Missing Genotype by Trait Summary

The Missing Genotype by Trait Summary process tests whether there are significant differences in missing genotype proportions between cases and controls (or any two groups as defined by a binary trait variable) for each individual marker. The p-values from these tests are displayed in a plot along the marker map as are the number of missing genotypes in each trait group. Distributions for the number of missing genotypes across all markers are also displayed for each trait group.

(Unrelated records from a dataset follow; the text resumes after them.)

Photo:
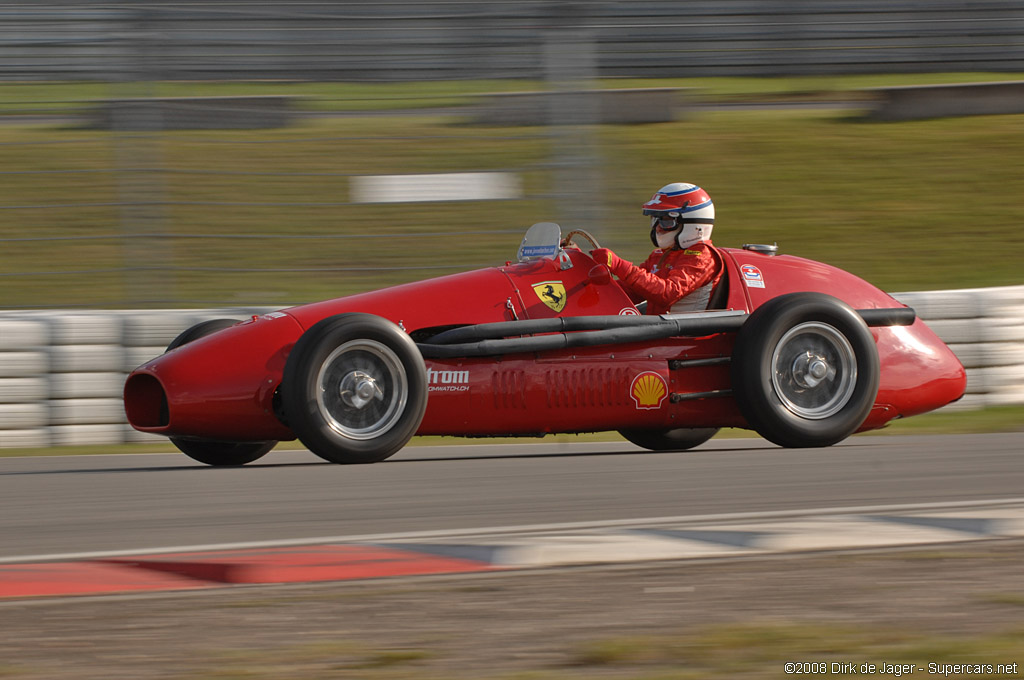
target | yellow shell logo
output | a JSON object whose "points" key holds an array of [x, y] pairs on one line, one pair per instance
{"points": [[648, 390]]}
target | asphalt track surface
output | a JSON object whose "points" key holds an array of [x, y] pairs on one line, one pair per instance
{"points": [[71, 506]]}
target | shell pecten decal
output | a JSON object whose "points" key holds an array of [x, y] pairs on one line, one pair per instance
{"points": [[648, 390]]}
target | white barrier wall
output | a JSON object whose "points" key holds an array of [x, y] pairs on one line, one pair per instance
{"points": [[61, 373]]}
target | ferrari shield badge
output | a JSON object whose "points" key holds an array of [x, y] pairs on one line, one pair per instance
{"points": [[552, 293]]}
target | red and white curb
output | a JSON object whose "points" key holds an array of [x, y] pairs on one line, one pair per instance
{"points": [[345, 558]]}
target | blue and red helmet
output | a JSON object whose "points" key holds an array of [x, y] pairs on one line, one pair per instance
{"points": [[684, 208]]}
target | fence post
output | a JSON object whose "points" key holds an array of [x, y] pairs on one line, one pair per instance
{"points": [[136, 126], [570, 68]]}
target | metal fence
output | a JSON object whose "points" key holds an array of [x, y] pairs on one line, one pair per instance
{"points": [[131, 213], [472, 39]]}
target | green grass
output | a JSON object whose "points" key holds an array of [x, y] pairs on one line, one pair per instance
{"points": [[762, 649]]}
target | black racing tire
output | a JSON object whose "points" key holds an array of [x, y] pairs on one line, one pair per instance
{"points": [[212, 452], [805, 370], [679, 438], [354, 388]]}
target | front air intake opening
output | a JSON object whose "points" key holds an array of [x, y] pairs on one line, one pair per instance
{"points": [[145, 402]]}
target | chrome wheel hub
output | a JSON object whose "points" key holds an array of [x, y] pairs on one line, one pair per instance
{"points": [[361, 389], [814, 371]]}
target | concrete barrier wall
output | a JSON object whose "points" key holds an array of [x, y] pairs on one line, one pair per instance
{"points": [[61, 373], [922, 101]]}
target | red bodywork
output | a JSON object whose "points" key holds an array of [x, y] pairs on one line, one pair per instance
{"points": [[222, 386]]}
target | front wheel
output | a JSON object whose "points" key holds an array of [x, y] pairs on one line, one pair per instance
{"points": [[805, 370], [354, 388], [679, 438]]}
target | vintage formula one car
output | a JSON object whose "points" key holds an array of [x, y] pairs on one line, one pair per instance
{"points": [[802, 352]]}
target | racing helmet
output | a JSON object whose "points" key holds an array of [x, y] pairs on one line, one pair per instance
{"points": [[687, 207]]}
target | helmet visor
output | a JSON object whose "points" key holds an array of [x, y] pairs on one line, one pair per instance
{"points": [[666, 221]]}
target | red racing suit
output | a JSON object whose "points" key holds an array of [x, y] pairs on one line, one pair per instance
{"points": [[669, 275]]}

The Missing Genotype by Trait Summary process tests whether missing genotypes at a particular marker are related to a trait. It should therefore be run before running any association testing.

What do I need?

Two data sets are needed to run the Missing Genotype by Trait Summary process. The first, the Input Data Set , contains all of the marker data. The samplegmdata_missgeno.sas7bdat data set used in the following example was generated from the samplegmdata.sas7bdat data set described in Data Sets Used in JMP Genomics Processes . This data set was computer generated and consists of 1000 rows of individuals with 130 columns corresponding to data on these individuals. Data for 60 markers is presented in the two-column allelic format in columns ma1 - ma120 . Modifications, found in the samplegmdata_missgeno.sas7bdat data set, include the conversion of the marker data from the two-column allelic format to the one column genotypic format (60 columns, g1 - g60 ), in which the alleles are delimited by a / and selective elimination of data at different markers in different individuals. This data set is partially shown below. Note that this is a wide data set; markers are listed in columns, whereas individuals are listed in rows.

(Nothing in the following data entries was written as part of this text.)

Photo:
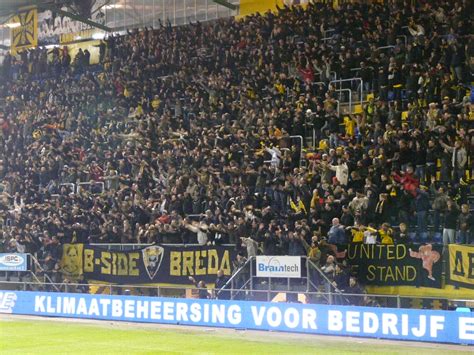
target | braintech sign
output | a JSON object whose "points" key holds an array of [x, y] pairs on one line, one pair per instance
{"points": [[388, 323], [13, 262], [278, 266]]}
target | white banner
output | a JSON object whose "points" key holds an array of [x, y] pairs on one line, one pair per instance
{"points": [[279, 266]]}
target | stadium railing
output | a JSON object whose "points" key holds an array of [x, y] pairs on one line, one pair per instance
{"points": [[367, 300]]}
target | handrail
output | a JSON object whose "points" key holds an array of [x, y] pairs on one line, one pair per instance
{"points": [[350, 96], [301, 147], [181, 287], [234, 275], [70, 184], [45, 275], [340, 81], [384, 47], [405, 39], [80, 184]]}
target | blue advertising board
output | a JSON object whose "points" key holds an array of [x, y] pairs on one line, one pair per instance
{"points": [[13, 262], [387, 323]]}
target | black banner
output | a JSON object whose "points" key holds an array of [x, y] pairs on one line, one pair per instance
{"points": [[395, 265], [152, 264]]}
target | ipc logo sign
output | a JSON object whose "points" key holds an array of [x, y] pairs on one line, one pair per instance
{"points": [[7, 301], [13, 262]]}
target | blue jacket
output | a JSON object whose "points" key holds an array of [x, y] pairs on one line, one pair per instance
{"points": [[337, 235]]}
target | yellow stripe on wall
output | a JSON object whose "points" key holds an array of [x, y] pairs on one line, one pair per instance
{"points": [[249, 7], [447, 292]]}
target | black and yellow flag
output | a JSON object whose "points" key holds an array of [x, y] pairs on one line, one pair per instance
{"points": [[26, 35], [461, 265]]}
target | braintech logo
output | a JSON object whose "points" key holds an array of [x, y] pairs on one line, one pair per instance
{"points": [[11, 260], [279, 266], [7, 301], [275, 266]]}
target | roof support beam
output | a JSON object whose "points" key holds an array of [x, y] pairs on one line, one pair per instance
{"points": [[80, 18], [226, 4]]}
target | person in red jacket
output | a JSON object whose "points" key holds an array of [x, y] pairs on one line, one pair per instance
{"points": [[408, 180]]}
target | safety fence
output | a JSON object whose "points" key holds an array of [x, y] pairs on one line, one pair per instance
{"points": [[268, 295], [388, 323]]}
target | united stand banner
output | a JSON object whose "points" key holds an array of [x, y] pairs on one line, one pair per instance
{"points": [[152, 264], [393, 265], [26, 34], [461, 265]]}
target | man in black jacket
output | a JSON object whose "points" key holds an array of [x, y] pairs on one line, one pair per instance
{"points": [[221, 290]]}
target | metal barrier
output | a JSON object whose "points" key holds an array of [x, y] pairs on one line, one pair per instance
{"points": [[301, 139], [91, 184], [350, 80], [311, 297]]}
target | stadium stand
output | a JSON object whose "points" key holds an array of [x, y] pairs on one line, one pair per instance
{"points": [[242, 132]]}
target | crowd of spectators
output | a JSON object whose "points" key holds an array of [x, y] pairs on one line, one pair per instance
{"points": [[190, 129]]}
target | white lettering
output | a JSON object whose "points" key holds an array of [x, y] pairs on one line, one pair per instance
{"points": [[155, 312], [258, 314], [69, 305], [94, 308], [205, 312], [405, 324], [49, 306], [168, 310], [466, 328], [352, 322], [421, 331], [81, 306], [309, 318], [234, 314], [218, 313], [142, 309], [129, 309], [105, 302], [39, 304], [117, 308], [291, 318], [371, 322], [195, 312], [181, 312], [274, 317], [389, 323], [436, 323]]}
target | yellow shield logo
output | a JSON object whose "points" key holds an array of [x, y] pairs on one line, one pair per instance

Examine the input data set.

Note that marker data is in the genotypic format. Missing data are indicated by blank cells.

The second optional data set is the Annotation Data Set . This data set contains information, such as gene identity or chromosomal location, for each of the markers. The annotation data set used in this example, the samplemap.sas7bdat data set, was computer generated and identifies markers, location and gene identities. A portion of this data set is illustrated below. This data set is a tall data set; each row corresponds to a different marker.

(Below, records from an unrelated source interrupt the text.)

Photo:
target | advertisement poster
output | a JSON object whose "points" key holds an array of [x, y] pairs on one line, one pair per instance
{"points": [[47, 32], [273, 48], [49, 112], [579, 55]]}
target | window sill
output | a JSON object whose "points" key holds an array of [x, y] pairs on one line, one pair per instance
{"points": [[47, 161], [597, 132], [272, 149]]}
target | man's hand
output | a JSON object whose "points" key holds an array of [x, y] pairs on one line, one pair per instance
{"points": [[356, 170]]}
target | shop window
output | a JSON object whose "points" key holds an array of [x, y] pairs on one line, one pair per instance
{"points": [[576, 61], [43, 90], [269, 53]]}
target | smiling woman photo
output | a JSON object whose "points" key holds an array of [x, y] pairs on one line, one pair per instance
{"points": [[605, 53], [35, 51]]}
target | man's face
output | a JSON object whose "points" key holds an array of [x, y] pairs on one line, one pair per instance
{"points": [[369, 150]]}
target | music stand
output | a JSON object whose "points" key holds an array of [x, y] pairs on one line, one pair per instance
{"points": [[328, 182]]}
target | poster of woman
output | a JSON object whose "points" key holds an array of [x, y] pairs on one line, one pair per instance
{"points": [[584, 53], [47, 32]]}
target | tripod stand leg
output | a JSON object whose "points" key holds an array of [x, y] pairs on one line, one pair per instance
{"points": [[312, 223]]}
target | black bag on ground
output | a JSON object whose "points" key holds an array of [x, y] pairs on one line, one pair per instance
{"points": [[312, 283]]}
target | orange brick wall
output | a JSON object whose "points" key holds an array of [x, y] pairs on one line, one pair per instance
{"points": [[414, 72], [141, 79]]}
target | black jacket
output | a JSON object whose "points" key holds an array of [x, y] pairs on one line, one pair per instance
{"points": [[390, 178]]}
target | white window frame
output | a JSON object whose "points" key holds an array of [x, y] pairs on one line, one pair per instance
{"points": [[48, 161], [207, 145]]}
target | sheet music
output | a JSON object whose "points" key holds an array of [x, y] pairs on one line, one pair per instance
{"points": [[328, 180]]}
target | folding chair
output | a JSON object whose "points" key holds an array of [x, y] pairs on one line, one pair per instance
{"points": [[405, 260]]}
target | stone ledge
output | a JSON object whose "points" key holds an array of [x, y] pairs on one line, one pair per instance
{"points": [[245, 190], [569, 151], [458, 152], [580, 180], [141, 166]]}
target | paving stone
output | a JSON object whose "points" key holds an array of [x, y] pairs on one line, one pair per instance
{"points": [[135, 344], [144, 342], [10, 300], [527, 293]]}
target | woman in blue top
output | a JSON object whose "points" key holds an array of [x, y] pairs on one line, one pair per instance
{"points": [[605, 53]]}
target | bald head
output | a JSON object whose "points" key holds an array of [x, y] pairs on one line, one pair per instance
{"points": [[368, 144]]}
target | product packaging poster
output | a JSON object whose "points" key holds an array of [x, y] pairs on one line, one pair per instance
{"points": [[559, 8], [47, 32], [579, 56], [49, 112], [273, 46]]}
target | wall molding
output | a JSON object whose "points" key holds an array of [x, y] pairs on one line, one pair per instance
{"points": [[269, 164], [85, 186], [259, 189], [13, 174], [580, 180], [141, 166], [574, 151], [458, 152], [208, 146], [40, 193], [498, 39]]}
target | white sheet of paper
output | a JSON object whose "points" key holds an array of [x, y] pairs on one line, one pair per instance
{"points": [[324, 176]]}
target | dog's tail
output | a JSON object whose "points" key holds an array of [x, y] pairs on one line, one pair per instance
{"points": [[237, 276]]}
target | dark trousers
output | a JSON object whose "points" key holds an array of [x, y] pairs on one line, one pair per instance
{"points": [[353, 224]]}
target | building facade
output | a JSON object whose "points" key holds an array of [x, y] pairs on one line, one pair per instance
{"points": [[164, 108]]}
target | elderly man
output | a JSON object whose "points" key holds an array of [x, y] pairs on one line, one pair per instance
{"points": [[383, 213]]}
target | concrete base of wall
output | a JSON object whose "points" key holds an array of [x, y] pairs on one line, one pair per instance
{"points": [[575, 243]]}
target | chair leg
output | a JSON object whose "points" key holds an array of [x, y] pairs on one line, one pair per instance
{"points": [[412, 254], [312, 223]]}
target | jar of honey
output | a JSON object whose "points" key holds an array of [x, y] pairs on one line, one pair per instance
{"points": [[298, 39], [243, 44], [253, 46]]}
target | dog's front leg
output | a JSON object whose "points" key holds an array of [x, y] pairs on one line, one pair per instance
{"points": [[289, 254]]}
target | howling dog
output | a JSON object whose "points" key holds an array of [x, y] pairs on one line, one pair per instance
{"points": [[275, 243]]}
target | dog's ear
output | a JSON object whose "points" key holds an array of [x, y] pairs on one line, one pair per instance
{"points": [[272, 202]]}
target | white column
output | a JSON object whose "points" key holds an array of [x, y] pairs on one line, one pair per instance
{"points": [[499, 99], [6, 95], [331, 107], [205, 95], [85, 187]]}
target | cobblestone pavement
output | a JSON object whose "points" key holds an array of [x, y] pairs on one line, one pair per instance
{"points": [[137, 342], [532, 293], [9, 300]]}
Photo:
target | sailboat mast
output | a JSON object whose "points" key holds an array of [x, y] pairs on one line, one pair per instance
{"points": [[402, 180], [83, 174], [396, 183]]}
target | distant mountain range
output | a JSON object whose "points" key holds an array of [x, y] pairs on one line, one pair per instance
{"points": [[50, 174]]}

Note : The top-to-bottom order of the rows in the annotation data set matches the left-to-right order of the columns in the input data set. This correspondence is required for markers to be matched appropriately.

For detailed information about the files and data sets used or created by JMP Life Sciences software, see Files and Data Sets .

Output/Results

The output generated by this process is summarized in a Tabbed report. Refer to the Missing Genotype by Trait Summary output documentation for detailed descriptions and guides to interpreting your results.